UK officials were aware of potential labelling and traceability issues on meat product imported from Poland as early as September last year, it has emerged.
The Food Standards Agency announced on Monday (4 February) that samples of frozen meat in a cold store owned by Northern Irish supplier Freeza Meats had tested positive for horse DNA, with two samples containing about 80% horse. The tests were carried out last week as part of the FSA’s investigations into horse DNA contamination in burger products, which first hit the headlines in January this year.
But Freeza Meats said the product in question had been quarantined in its cold store since last autumn, after local environmental health officers from Newry & Mourne district council carried out a random audit on 17 September. This audit highlighted labelling and traceability issues with the Polish product, and Freeza said it has since been legally required to detain the product under quarantine as it awaited further instructions from local environmental health officers.

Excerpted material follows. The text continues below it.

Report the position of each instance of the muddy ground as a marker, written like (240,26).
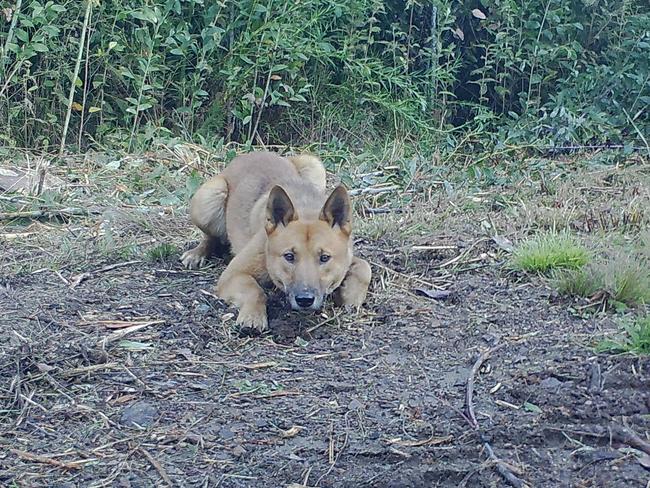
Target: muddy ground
(373,399)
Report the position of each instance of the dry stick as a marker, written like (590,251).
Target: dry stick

The Food Standards Agency confirmed the inspection revealed “documentary irregularities” in relation to the product but stressed there was absolutely no indication that horse meat was involved. “It’s categorically untrue that the FSA was aware of any horsemeat contamination issues in September last year,” a spokeswoman said.

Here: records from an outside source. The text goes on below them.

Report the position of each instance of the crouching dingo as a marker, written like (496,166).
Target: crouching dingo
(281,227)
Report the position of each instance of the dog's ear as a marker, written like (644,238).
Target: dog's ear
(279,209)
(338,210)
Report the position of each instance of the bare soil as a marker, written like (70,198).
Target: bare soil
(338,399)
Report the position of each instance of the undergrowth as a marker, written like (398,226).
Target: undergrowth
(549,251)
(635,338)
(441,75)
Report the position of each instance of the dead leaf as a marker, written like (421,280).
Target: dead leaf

She added environmental health officers had, in fact, been checking the consignment for desinewed meat (DSM), to ensure a recent moratorium was being complied with. No DSM was found.
After the Food Safety Authority of Ireland published its survey on horse DNA contamination in burgers in January, the FSA subsequently decided to test the quarantined meat for horse. “The meat was also tested for the presence of phenylbutazone, and these tests came back negative,” the spokeswoman said. “The meat was not released into the food chain at any point.”
The 80% horse product found at Freeza was not actually supplied by Freeza but merely stored there on behalf of McAdam Foods Service, a meat trader from County Monaghan in the Republic of Ireland. All of Freeza’s own products have tested negative for horse DNA.
McAdam has confirmed that it asked Freeza to store the product, which it said had been supplied to McAdam via a UK-based meat trader.
It also said the inspection through environmental health officers at Freeza last September “highlighted some labelling issues on this product”, adding McAdam had then supplied “all relevant information” about the product and its Polish origin to a senior environmental health officer “who subsequently contacted the Polish meat supplier via the UK-based meat trader who supplied product to us”.
McAdam also said it had relinquished its ownership of the detained product “and the UK meat trader agreed to take ownership and address relevant queries from the officer”.
Freeza stressed environmental health officers were kept fully informed about the McAdam product in its cold store. “At all times, we have worked in conjunction with the Environmental Health Office, who have been fully aware of the background to this McAdam product from the outset,” it said.
In a statement, Newry & Mourne district council confirmed the McAdam product had been under quarantine for the last five months and said this was “due to the condition of its wrapping and queries regarding its labelling and traceability”.
John Farell, Newry & Mourne district council’s director of environment, health and building services, said he commended the work of environmental health officers in preventing “further horse meat from entering the food chain”.